Trump ticked through a list of campaign promises that included mandating term limits, keeping “men out of women’s sports” and ending “the invasion at the Southern border.” And he once again vowed, without articulating how, that he would end the war in Ukraine and prevent “World War 3.”

But the focus wasn’t primarily on the issues facing America, it was on the many issues facing him.

The Trump campaign rolled out its Texas leadership team and endorsements for 2024 that included Lt. Gov. Dan Patrick, Texas Attorney General Ken Paxton and twelve members of Congress, including Reps. Pete Sessions, the former NRCC chairman, and Roger Williams, chairman of the small business committee. Rep. Ronny Jackson — Trump’s former White House physician turned U.S. congressman from Texas — helped Trump’s campaign nail down endorsements and Trump personally called each, according to a campaign adviser.

Notably, Gov. Greg Abbott and Sen. Ted Cruz weren’t included on the list, although the adviser said they expect more endorsements and Abbott and Cruz have both mulled 2024 runs of their own.

Capitol Hill Trump allies like Rep. Matt Gaetz (R-Fla.) and Rep. Marjorie Taylor Greene (R-Ga.) warmed up the crowds with their own rally cries.

Greene told the crowd to stop letting people from “blue states” move into Texas, and — in what has been a major pivot for the GOP — told people to embrace ballot harvesting.

“We need to beat them at their own game and start harvesting ballots,” Greene said. “Except they’ll only come from legal registered voters who are U.S. citizens.”

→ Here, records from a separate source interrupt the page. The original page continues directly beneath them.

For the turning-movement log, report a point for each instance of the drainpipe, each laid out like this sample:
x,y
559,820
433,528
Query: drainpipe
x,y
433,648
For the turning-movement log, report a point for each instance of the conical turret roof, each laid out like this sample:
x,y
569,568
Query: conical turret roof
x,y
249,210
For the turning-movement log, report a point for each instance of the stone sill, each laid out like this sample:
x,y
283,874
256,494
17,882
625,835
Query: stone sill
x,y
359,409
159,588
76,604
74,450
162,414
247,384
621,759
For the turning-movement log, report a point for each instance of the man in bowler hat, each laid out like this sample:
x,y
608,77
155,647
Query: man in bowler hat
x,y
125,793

Trump seemed pleased with Greene’s speech in particular, and on stage encouraged her to run for Senate.

Outside the venue, rallygoers wandered through a makeshift marketplace of Trump themed souvenirs that ranged from Trump and Melania Trump lifesize cutouts, MAGA bikinis and t-shirts with crude messages against President Joe Biden and Vice President Kamala Harris. One vendor said he was close to selling out a t-shirt that read, “I was there, where were you? God, Guns, Trump, in Waco, Texas.”

Meridith McGraw reported from Waco, Texas; Alex Isenstadt reported from Washington, D.C.